Run your own Exchange Server Health Check.... Part 6

Active Directory

Generally our main concern here is if the Global Catalog servers are responding quickly to LDAP queries from the Exchange Servers.  There are obviously other issues to do with security for example but these are rare and you are likely to already be aware of them.  Therefore the first bit of information to find out is the number of GC's compared to the number of Exchange Servers.  More specifically we are talking about the number of Exchange Server physical processors and the number of GC physical processors.  The recommended practise is to maintain a 4:1 ratio between Exchange server processors and global catalog server processors of similar speed.  (This information is gathered and recorded by ExBPA.)

Presuming that you meet this best practise the next thing to consider is the AD site topology.  I like to use diagnostics logging to determine how each Domain Controller has been classified by DSAccess.  If you increase diagnostics logging as described in this article; 'Event ID 2080 from MSExchangeDSAccess', you will see an event logged every 15 minutes on each server which logs the results from the topology discovery process. Look at the 'In-site:' section in each event to see which domain controllers are available in the AD site which the Exchange server belongs to.

The second column (roles) shows whether or not the particular server in the list can be used as a configuration domain controller (column value C), a domain controller (column value D), or a global catalog server (column value G) for this particular Exchange server.  We want to see CDG in this column for all servers 'In-site:' if possible.

Once we have determined which servers are using which DC's and that we have enough DC's we can use Performance Monitor to see the response time from the 'In-site:' GC's.  The screenshot below is typical.  This shows the response time for all DC's available to the Exchange Servers including those that are 'Out-of-site:'.  The regular peaks are a result of the 15 minute topology discovery process.  The high peaks should due to slow response times from domain controllers which are 'Out-of-site:'.

dsaccess

If we remove the 'Out-of-site:' DC's the picture looks like this:

dsaccess2

I would also use this information and compare it with any warnings triggered by ExBPA including (Round-trip times to global catalog server are taking more than 100 ms & Round-trip times to global catalog server are taking more than 10 ms).  I would want to verify that any warnings match what we are seeing above i.e. that they are for remote servers.  If there are any issues with the performance of the DC's then there are some tips in the ExBPA article and in the 'Troubleshooting Microsoft Exchange Server Performance' whitepaper.

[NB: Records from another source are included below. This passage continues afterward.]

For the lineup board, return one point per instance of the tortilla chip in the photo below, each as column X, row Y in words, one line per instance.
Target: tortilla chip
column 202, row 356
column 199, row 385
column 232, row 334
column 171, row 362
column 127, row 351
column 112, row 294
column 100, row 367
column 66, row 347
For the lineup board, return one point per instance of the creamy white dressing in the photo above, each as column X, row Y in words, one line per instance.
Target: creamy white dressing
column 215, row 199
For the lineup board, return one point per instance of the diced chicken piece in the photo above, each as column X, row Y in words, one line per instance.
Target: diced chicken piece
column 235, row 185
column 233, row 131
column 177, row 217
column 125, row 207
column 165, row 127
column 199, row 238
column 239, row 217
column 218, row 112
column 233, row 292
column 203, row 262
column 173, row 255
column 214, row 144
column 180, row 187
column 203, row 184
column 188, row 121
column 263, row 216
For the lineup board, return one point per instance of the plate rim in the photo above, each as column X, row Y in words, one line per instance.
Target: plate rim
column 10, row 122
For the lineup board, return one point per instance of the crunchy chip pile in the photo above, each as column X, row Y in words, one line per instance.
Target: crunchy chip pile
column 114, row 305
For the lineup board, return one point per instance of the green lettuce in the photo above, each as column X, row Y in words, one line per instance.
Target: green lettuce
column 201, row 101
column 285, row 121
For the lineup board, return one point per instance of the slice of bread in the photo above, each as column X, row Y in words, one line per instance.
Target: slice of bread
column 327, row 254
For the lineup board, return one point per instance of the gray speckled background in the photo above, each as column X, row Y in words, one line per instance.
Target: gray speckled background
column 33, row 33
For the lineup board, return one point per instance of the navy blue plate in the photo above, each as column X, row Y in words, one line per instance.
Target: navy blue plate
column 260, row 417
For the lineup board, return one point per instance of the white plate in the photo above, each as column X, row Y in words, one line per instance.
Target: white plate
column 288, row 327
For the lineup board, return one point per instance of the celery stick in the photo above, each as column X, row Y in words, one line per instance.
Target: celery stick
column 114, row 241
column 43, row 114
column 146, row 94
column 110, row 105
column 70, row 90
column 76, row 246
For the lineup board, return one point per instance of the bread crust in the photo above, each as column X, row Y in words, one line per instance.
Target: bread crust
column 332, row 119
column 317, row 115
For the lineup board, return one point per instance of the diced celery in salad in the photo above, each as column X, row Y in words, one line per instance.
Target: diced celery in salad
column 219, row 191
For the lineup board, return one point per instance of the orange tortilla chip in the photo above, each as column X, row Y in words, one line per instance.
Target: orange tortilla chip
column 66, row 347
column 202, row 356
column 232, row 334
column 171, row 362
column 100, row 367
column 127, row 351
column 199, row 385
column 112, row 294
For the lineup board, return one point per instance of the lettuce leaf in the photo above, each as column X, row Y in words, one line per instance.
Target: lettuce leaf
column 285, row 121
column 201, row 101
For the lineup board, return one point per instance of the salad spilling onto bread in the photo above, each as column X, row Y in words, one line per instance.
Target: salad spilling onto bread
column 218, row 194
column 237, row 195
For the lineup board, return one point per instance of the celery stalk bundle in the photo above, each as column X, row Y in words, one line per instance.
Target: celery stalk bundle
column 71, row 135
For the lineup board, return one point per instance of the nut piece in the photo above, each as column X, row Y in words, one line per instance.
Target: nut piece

The other issue that I come across all the time is when DSAccess has been hard-coded to use specific Domain Controllers.  It is recommended that you use the default setting of automatic topology discovery to take advantage of global catalog failover. In 99% of cases the Exchange Servers will only use 'Out-of-site:' DC's if the 'In-site:' DC's are all unavailable.  If you overwrite this then this automatic failover will not take place.  If you lose all DC's that you have specified in the manual override Exchange will fail.  This issue is highlighted by ExBPA with the rule 'DSAccess has been hard-coded'.

 

Quick Summary

If you have followed all the steps in this series of blogs then I hope you now have a list of issues and a lot of new information about your environment. I would recommend getting all relevant parties together to build and prioritize the list of issues that were identified in this process. Using your change control procedures where appropriate work through the list of issues and meet with the team on a regular basis to report on where you've got to on the list and the impact, if any, that your changes have made.

If you are tracking incidents and Exchange downtime it should ultimately be possible to prove that this work has improved the stability and performance of the messaging service. ..well you never know.